On 03/06/2026 13:06, Sanjay Yadav wrote:
guc_exec_queue_timedout_job() unconditionally bans the queue once a
job times out. For the kernel migration queue this is fatal — once
banned, no page table migrations can complete and the GPU is
effectively dead until driver reload.
The submission is already stopped and the timed-out job is erred out,
so banning is not needed for correctness.

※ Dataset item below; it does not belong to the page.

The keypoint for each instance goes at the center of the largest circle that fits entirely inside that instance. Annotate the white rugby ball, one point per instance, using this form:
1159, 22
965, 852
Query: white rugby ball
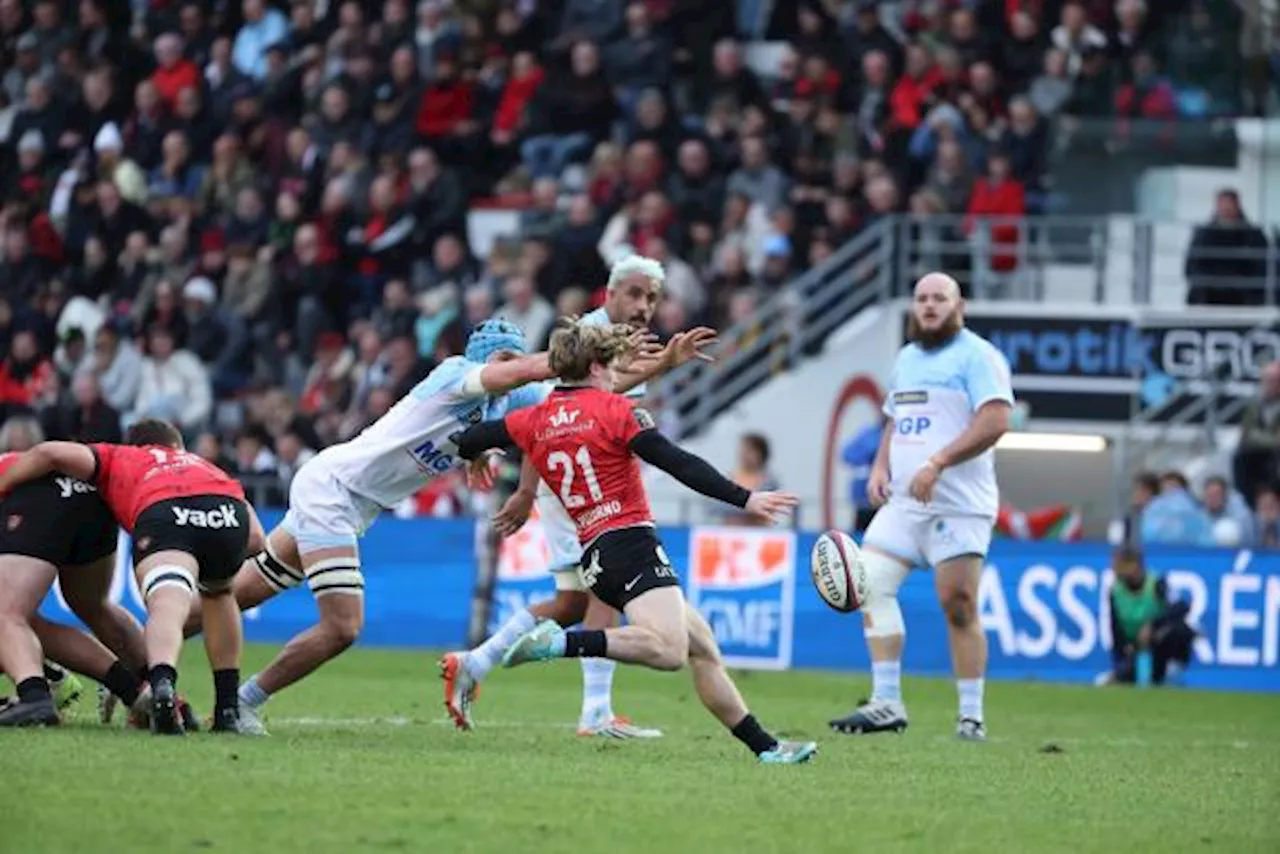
836, 566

GT reset handles the actual
hardware recovery. Skip banning for kernel queues so they remain
available after reset.
Is wedging/reload not the more correct thing here? Kernel job is usually
performing critical and potentially security sensitive work, like memory
clearing, migrations, binding etc. If something goes wrong in one of
those jobs, how should we go about recovering from that? Is driver
reload/wedge not the more appropriate thing here, or least would need a
more elaborate recovery?
For example, memclear get nuked, what stops the user from accessing
uncleared memory later? Or a migration/copy/save/restore/ job gets
nuked, from correctness pov how do we recover from that?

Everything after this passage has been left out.